学校での評価を高めるレポート全体の論理構成(一例):
- 研究の動機: なぜ都会の豊中市にヒメボタルがいるのかという問題提起。
- 生態の調査: 陸生ホタルの特徴、主食(キセルガイ)についての理科的考察。
- 地域の歴史と制度: 特別緑地保全地区の指定と4者の協働についての社会科的考察。

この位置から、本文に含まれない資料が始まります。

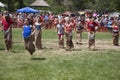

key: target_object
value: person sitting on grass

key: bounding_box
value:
[22,19,35,55]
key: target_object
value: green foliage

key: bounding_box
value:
[0,0,120,13]
[0,28,120,80]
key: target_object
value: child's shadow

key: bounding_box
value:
[31,58,46,60]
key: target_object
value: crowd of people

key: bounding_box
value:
[0,11,120,55]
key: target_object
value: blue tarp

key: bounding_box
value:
[17,7,39,13]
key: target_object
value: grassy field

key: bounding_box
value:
[0,29,120,80]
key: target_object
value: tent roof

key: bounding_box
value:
[0,2,5,7]
[30,0,50,7]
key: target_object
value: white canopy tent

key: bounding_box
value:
[0,2,5,7]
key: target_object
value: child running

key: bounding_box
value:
[22,19,35,55]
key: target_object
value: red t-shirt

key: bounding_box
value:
[87,22,98,31]
[2,19,13,30]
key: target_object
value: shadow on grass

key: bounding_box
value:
[31,58,46,60]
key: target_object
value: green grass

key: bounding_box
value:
[0,29,120,80]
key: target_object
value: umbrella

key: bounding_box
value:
[17,7,39,13]
[0,2,5,7]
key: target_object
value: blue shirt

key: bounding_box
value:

- 現地調査(昼): 地形、傾斜、周囲の住宅との位置関係のフィールドワーク記録。
- 考察と提言: 生物の命を守るためのマナーの重要性と、これからの自然共生への自分の意見。
まとめ|小さな光の背景にある「大きな繋がり」を学ぶ夏休みに
豊中市春日町のヒメボタルが放つ、まるでカメラのフラッシュのような黄色いきらめきは、自然の進化がもたらした神秘であると同時に、この街に暮らす人々の何十年にもわたる愛情と努力が結実した「奇跡の光」でもあります。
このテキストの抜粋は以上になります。